We can also use more complex if statements to check for multiple conditions. For example, say we want to make a function that can calculate various statistics. We can use multiple if/elif statements to check for a series of different conditions. The conditions are checked in order, and the first one that is True is run. If the stat is "mean", then the return np.mean(x) line will run. If the stat is "std", then the first two checks will be False, and then the third block will run return np.std(x).

import numpy as np
y = np.array([3, 9, 3, 4, 1, 7, 8, 5, 4])
def calculate_stat(x, stat):
    """Calculate a statistic from a set of observations."""
    if stat == "mean":
        return np.mean(x)
    elif stat == "median":
        return np.median(x)
    elif stat == "std":
        return np.std(x)
    else:
        raise ValueError(f"Unknown statistic: {stat}")
print(calculate_stat(y, "mean"))
print(calculate_stat(y, "std"))
# calculate_stat(y, "min")  # throws an error because we the calculate_stat function doesn't expect it

4.888888888888889
2.469567863432541

When we are checking for multiple conditions, it’s a good idea to include an else statement that runs in case none of the conditions applied. In that case, we can’t really run the function, so we’ll raise an exception. In this case, we use a ValueError, which indicates that we encountered an unexpected value in the function inputs.

For loops#

Sometimes, we may want to run some code multiple times, such as running the same operation on each item in a list. We can do this using for loops.
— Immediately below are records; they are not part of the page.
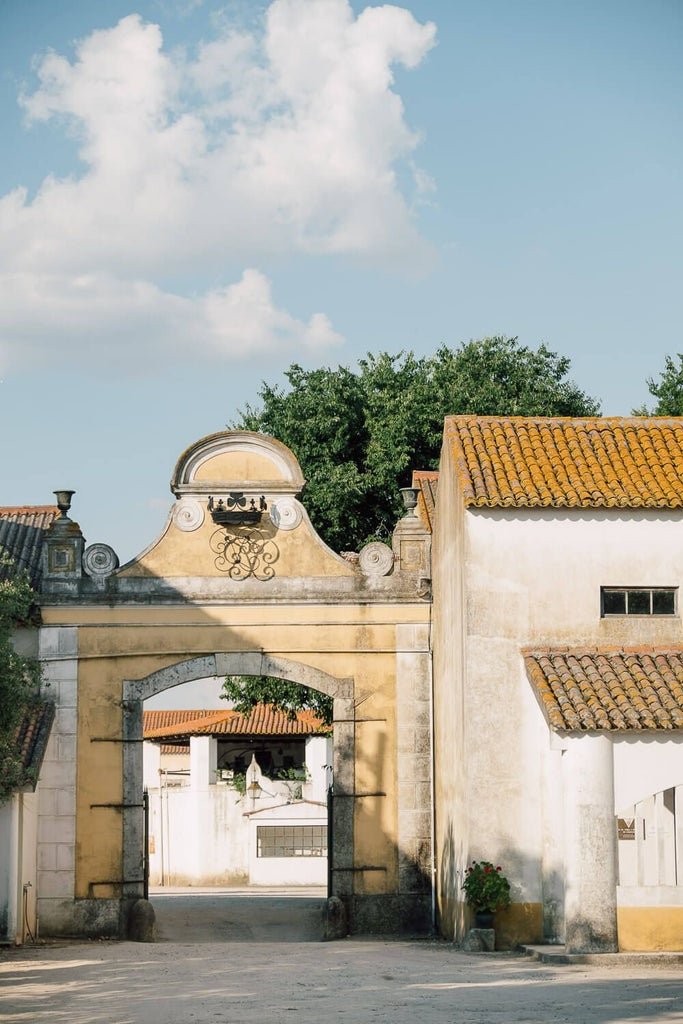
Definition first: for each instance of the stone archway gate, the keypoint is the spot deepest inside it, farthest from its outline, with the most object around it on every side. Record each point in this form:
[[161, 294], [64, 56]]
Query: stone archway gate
[[238, 583]]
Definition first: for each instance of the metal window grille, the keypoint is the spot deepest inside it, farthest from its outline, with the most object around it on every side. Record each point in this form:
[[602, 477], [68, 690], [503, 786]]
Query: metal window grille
[[291, 841], [638, 601]]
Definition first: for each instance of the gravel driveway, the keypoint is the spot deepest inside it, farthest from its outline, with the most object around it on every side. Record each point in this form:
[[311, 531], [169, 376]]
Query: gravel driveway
[[236, 975]]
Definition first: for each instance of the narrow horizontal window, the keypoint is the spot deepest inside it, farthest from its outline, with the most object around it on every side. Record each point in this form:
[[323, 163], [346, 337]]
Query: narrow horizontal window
[[638, 601]]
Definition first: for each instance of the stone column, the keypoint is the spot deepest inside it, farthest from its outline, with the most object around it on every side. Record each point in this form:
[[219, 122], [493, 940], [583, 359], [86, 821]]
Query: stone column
[[56, 806], [414, 777], [590, 838]]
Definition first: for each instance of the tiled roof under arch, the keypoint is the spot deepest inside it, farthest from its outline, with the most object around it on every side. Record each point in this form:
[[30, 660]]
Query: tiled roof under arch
[[567, 463], [263, 721], [620, 689]]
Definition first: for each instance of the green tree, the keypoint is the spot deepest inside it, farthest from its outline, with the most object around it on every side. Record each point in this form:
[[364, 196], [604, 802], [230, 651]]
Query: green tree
[[668, 391], [19, 676], [248, 691], [358, 434]]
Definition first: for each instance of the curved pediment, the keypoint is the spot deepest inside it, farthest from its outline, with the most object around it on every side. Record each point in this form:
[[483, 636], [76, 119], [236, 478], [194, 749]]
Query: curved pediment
[[237, 460]]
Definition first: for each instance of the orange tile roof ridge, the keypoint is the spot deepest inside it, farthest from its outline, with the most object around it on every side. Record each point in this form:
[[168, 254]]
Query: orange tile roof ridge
[[564, 462], [608, 688]]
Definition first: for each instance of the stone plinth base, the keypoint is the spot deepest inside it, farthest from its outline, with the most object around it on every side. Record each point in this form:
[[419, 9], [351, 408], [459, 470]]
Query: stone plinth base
[[479, 940]]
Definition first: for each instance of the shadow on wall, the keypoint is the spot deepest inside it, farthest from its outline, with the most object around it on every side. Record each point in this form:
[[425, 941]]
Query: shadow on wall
[[521, 923]]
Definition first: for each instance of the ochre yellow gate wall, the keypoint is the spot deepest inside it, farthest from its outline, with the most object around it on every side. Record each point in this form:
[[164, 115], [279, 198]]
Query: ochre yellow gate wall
[[238, 583]]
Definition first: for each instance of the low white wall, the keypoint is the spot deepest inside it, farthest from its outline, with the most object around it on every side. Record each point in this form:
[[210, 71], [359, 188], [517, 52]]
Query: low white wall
[[205, 838], [198, 837]]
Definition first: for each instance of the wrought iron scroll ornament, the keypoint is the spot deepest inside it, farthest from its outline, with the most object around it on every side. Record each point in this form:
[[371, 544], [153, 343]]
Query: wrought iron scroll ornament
[[237, 510], [243, 554]]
Say we have a list indicating the condition code for a set of trials in a psychology study, and we want to count up the number of trials for each condition. Here, each trial is either a “target” trial or a “lure” trial.

trial_type = ["target", "target", "lure", "target", "lure", "target", "target", "lure"]

For example, we can use a for loop with a counter to get the number of target trials. The += operator takes a variable (in this case, count) and adds a number to it. For example, count += 1 adds 1 to the current value of count.

count = 0
for tt in trial_type:
    if tt == "target":
        count += 1
print(count)

This code is a lot easier to use if we put it in a function. Let’s define a function that can work on any list of trial type codes. We’ll take in two inputs, which indicate the trial labels indicating their type, and the type that we want to count. We’ll have the default to “target”. The function will return the number of times that the type_to_count appears in the list of trials.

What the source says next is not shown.